Extracting relevant features using deep learning
To summarize, the model combined with deep learning integrates context and the user’s message to extract the appropriate response. The model extracts the context from the message, retrieves previous messages, creates a group of appropriate responses, ranks them according to relevance, and generates the final output.
Let’s understand this better with an example. If a user asked Ruuh, “Which pizza toppings are most popular?”, Ruuh would identify the query as pertaining to ‘pizza toppings’ and retrieve the most relevant answers based on this query. Ruuh would rank similar answers from the database based on relevance to generate the most appropriate response. With contextual awareness, Ruuh can easily answer follow-on questions such as, “Which ones do you like?” by replying “I love mushroom and pineapple”.
By comparing this model to traditional ways of matching responses to queries, we found that the addition of contextual awareness, relevance score ranking, and emotion detection resulted in a statistically better model. Our model helps Ruuh understand people better and create more value for users by being a friendly conversationalist.

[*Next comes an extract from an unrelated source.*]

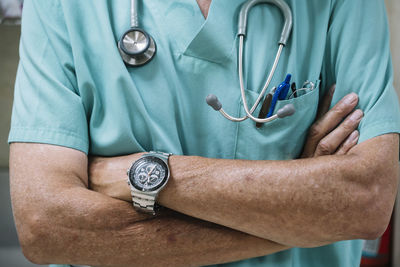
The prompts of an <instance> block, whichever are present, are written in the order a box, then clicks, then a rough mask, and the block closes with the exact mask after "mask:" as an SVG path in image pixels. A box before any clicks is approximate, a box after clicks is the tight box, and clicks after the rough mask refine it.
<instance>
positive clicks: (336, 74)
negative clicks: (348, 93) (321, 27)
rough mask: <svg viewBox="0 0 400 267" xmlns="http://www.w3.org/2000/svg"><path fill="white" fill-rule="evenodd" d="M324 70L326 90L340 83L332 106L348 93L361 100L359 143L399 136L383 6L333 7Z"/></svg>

The impact of human-like engagement
The cDSSM is an improvement over traditional chatbot models. By enabling Ruuh to pick up social slang, emotional cues, context and subtexts, we have created a chatbot that is not just a digital assistant but a human-like digital friend. This model could have far-reaching impact on our relationship with technology.
Humanizing technology is essential to drive adoption. If users can establish a connect or be entertained by a new technology, they are more likely to interact with it regularly to derive value. Meanwhile, more usage will enable the platform to learn on a deeper level with more data gathered over time. This will lead us to a path where machines understand humans more deeply!